Mr Musah said the evaluation would inform future strategies and policy on cancer and NCDs after which a new policy and strategy on cancer and NCDs would be developed but the process has halted due to availability of funds.

He said the formation of the GhNCDA would support and complement government in diverse ways including technical support through policy formulation and reviews, awareness creation, monitoring, information sharing, research, and constantly remind government on its health and NCD commitment, among others.

“Nations are now embracing the concept of forming an alliances to help tackle the NCDs menace, which affect people in every country, rich and poor, old and young, in cities and in villages, the privileged and the vulnerable,” he said.

Mr Musah appealed to President Nana Addo Dankwa Akufo-Addo to use his position as co-chair of the eminent advocates of the SDGs to support some of the interventions in SDGs to demonstrate his commitment of reducing NCDs in the country and the world over.

Dr Eugene Owusu, the Head of the Advisory Unit of the SDGs at the Presidency commended the executive members of the GhNCDA for their commitment and passion for advocacy on health, especially NCDs, saying that, “the stronger your voice, the greater your impact.”

He urged them to let their advocacy work be evidence-based influence and approach and not just narrative, adding that, it must be driven by policy, which is key to the struggle.

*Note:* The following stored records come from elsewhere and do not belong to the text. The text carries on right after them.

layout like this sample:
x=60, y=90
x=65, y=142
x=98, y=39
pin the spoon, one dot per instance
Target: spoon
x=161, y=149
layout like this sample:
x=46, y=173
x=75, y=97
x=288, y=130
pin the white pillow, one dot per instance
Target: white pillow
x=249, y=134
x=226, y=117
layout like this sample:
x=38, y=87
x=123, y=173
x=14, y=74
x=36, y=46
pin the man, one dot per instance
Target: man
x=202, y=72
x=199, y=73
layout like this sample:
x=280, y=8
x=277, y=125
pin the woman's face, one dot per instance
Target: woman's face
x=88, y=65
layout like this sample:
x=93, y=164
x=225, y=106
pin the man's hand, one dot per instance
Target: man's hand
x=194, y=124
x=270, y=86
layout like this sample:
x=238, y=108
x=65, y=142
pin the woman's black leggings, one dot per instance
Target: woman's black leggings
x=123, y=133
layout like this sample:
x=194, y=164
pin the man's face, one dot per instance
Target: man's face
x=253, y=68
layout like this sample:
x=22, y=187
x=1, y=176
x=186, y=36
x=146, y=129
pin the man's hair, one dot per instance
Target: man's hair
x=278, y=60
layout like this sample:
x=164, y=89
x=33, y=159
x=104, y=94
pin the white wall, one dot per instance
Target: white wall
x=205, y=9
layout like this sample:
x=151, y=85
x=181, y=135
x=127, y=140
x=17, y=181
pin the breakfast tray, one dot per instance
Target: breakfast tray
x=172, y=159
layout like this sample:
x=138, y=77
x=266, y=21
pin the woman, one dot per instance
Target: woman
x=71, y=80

Dr Owusu said goal ‘3’ (Health) and goal ‘4’ (Education) of the SDGs play a central role on which all the other goals hinge on.

He outlined the main core area of the Unit’s responsibilities as strategic policy issues around the SDGs and crafting advocacy messages around the goals.

He said among the Commonwealth of government, there was a recognition of Ghana doing well with the fight against NCDs and the fact that it was the first country that has eradicated Trachoma.

Dr Owusu said the problem of alcohol should be blamed on public policy failure and that the government had a duty of care for all citizens, which should be the entry point of the GhNCDA to undertake massive public education on the effect of alcohol intake.

“GhNCDA as a vibrant civil society organisation you can influence government on the operations of the tobacco and the alcohol industries since they want to maximize profit and availability resources play an important role in game,” he said.

He urged the Alliance to focus more on appealing to the conscience of the public, which has the power to override the so-called resources and the lobbying of the industries.

Dr Owusu, who is also the Secretary to the Inter-ministerial Committee on SGDs said shisha was becoming more fashionable and accessible because the space was not regulated and some business people had taken advantage of it and the only way to curtail this was by working hard to ensure that the unregulated space was closed.

Dr Owusu pledged his support to the Alliance to champion the cause of reducing NCDs in the country.